28.01.2010

Atommülllager Asse: schließen statt räumen!

Kommentar von Hermann Hinsch

Der Forderung, den radioaktiven Abfall aus dem Bergwerk herauszuholen, ist zu widersprechen. Bundesumweltminister Norbert Röttgen sollte der „Kette fataler Fehlentscheidungen“* ein Ende bereiten, statt sich vor den Karren der Atomkraftgegner spannen zu lassen.

Die Asse sei die weltweit erste unterirdische Atommülldeponie, aus der Abfall zurückgeholt werde, sagte der Gartenbauingenieur und derzeitige Präsident des Bundesamtes für Strahlenschutz, Wolfram König.
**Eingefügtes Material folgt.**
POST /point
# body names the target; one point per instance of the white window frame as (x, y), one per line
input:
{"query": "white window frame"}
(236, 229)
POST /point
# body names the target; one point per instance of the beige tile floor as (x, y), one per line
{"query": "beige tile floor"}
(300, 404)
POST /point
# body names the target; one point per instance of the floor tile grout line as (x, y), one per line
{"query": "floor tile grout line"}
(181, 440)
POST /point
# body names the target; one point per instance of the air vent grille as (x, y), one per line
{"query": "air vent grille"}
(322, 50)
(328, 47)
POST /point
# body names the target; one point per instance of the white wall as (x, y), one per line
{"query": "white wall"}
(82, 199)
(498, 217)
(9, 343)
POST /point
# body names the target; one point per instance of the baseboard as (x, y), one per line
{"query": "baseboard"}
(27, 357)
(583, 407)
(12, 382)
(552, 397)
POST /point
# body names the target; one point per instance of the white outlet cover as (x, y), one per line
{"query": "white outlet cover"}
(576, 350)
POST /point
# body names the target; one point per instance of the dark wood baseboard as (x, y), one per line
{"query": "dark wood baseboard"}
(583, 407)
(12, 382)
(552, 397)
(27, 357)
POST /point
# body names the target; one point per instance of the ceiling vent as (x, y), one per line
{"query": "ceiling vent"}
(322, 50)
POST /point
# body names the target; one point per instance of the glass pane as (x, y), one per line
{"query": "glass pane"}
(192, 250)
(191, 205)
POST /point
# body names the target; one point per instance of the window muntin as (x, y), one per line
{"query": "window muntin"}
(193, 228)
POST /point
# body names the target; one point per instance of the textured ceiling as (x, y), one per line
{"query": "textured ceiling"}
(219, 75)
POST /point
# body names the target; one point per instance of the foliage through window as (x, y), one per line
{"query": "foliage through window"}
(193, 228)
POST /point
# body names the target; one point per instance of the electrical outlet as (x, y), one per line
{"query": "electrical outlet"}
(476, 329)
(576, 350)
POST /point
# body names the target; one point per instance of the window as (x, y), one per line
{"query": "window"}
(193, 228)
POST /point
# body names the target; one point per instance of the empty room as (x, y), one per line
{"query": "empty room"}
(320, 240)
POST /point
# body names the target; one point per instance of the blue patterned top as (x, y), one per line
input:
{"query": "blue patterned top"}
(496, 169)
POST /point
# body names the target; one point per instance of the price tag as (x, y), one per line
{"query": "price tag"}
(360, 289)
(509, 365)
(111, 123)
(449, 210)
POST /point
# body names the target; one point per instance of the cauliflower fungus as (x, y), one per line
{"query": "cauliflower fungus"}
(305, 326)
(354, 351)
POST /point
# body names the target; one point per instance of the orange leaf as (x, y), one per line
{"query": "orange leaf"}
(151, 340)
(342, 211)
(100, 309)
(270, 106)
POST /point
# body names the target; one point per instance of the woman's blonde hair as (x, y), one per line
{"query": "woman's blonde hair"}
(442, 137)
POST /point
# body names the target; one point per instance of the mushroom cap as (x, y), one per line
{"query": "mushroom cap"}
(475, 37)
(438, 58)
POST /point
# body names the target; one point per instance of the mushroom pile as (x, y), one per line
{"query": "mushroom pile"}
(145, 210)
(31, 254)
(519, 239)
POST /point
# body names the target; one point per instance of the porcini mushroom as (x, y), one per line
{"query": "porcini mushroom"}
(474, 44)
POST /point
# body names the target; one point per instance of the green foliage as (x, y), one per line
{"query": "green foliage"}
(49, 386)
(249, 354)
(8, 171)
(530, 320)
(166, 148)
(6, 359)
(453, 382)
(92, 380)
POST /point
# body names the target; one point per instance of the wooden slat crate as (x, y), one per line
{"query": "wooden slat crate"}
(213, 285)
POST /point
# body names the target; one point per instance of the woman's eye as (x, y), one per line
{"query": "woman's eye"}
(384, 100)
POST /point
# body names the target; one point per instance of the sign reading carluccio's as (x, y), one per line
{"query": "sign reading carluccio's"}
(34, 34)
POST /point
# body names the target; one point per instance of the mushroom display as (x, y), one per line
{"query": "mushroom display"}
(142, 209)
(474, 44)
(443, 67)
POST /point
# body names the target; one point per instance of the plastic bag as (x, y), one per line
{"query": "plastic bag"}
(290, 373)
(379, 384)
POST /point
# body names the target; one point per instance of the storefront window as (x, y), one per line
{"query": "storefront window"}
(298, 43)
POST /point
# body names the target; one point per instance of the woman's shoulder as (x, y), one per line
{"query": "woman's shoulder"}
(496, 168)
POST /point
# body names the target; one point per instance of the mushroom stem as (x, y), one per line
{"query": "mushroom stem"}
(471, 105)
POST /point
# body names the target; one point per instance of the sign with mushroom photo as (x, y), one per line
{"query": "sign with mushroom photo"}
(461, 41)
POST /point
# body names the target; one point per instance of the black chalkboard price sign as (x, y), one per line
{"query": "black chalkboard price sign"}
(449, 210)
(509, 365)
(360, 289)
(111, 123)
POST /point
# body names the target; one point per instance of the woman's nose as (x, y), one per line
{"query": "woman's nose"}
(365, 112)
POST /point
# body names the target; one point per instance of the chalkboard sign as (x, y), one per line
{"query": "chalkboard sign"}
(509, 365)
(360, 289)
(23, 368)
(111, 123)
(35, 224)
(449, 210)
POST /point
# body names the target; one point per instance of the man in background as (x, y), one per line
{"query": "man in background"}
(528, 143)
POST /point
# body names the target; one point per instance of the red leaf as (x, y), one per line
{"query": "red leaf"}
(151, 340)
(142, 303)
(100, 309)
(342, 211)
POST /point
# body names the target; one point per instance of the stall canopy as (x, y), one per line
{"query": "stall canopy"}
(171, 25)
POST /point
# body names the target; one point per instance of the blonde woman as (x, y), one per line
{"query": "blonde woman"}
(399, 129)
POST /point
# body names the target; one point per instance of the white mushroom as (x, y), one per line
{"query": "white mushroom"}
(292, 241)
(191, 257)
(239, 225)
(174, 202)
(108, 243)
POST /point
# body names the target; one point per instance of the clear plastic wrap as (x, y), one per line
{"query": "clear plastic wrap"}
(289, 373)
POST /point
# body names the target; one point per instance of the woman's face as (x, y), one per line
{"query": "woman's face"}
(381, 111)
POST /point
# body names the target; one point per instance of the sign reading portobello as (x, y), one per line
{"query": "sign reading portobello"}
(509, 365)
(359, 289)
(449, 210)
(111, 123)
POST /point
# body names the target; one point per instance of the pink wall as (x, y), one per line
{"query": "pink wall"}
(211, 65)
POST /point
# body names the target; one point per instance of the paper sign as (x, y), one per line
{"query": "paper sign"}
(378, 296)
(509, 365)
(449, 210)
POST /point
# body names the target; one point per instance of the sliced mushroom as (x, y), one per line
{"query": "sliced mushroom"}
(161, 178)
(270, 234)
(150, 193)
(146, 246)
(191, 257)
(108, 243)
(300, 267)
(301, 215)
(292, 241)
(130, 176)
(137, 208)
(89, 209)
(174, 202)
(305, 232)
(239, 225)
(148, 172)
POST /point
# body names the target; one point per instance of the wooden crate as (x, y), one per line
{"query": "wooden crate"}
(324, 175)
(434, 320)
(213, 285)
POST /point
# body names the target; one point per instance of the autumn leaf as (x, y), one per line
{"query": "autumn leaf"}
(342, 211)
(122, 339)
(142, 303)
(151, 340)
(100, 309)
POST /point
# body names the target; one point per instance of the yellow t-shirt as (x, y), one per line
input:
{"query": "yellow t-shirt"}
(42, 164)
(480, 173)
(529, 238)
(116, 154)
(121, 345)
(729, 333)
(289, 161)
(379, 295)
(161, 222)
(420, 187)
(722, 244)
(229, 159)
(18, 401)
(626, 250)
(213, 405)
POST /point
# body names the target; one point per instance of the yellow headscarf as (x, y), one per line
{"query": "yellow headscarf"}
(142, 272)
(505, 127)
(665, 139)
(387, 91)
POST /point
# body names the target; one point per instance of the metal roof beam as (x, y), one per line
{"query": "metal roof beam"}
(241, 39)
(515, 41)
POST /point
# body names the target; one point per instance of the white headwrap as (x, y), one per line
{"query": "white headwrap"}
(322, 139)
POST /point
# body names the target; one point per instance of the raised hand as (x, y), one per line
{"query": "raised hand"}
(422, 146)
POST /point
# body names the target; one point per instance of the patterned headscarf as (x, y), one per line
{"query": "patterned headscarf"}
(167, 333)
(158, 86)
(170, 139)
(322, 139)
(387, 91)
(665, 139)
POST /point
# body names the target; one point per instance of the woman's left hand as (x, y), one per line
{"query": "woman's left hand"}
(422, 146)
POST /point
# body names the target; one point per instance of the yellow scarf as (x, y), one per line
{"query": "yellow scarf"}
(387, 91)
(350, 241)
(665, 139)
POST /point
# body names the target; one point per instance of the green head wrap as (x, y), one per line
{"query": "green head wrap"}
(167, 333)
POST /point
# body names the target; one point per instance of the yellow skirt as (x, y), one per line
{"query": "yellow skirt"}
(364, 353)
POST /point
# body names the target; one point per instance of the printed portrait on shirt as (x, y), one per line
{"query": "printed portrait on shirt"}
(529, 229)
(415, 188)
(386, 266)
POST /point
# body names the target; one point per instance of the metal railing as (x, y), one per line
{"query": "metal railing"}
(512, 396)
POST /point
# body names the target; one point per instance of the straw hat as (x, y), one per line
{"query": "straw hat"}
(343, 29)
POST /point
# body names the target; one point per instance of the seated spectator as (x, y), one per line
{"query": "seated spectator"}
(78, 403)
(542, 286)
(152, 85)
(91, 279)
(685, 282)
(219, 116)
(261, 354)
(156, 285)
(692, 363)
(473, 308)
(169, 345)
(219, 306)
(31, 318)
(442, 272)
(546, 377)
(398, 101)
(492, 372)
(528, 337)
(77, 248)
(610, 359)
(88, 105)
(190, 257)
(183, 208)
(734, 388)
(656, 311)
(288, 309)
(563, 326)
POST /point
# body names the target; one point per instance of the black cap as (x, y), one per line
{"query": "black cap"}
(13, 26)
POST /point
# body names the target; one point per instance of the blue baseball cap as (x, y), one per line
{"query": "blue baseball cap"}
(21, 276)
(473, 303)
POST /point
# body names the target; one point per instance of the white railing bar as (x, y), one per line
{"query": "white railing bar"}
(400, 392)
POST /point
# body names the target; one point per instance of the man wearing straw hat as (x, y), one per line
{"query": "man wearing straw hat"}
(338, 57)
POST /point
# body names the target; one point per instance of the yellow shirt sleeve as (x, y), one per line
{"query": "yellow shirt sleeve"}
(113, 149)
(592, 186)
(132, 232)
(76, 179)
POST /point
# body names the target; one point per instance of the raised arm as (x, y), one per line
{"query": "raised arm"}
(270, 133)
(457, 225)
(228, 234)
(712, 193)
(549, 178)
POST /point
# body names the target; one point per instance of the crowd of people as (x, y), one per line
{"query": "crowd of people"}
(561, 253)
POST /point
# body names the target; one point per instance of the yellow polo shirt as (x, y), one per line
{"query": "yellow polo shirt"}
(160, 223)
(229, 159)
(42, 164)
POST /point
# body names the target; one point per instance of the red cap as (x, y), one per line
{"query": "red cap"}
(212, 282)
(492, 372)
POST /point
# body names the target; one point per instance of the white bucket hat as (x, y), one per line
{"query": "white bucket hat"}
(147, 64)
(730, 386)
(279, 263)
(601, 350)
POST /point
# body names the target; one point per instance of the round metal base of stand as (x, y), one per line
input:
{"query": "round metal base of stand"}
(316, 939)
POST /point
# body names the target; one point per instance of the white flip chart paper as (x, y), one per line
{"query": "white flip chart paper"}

Obwohl er wegen fehlender Englischkenntnisse Schwierigkeiten hat, die internationale Entwicklung zu verfolgen, ist diese Aussage absolut zutreffend. Überhaupt gibt es weltweit kaum unterirdische Deponien für Abfälle wie in der Asse. Das folgende Bild vom Lager „Andra 6“ zeigt, wie in Frankreich Fässer mit radioaktivem Abfall endgelagert werden: natürlich oberflächennah. Obwohl zum Schluss eine wasserdichte Schicht aufgebracht wird, kommen die Fässer langfristig mit Wasser in Kontakt.

Andra 6

Der Wasserkontakt ist ein Argument für die Rückholung der Abfallfässer aus der Asse, ein weiteres die mangelnde Standsicherheit der Grube. Zweifellos werden die Grubenräume durch den Gebirgsdruck zusammengequetscht, und das eingedrungene Wasser mit darin gelösten radioaktiven Stoffen wird herausgepresst, möglicherweise bis an die Erdoberfläche. Dann, so Herr König, sei nicht auszuschließen, dass irgendwann radioaktive Teilchen in die Umwelt gelangten.
Da kann man nicht widersprechen, denn schon heute kommt einiges an Radioaktivität aus dem Asseberg in die Umwelt. Im Ort Groß Denkte gibt es eine Quelle, deren Wasser 23.400 Becquerel pro Kubikmeter an Betastrahlern enthält. Zum Vergleich: Im Trinkwasser hat man kaum mehr als 100, in Flusswasser manchmal nur 30 Becquerel pro Kubikmeter als natürliche Gesamtaktivität. Kämen diese 23.400 Becquerel des Quellwassers aus den radioaktiven Abfällen, dann würden die Einwohner von Groß Denkte wohl umgesiedelt. Aber es handelt sich um eine Quelle, die gar nichts mit dem Endlager zu tun hat, die irgendwo anders mit dem Salz in Kontakt steht und als wesentlichen radioaktiven Stoff das natürliche Isotop Kalium 40 herauf transportiert.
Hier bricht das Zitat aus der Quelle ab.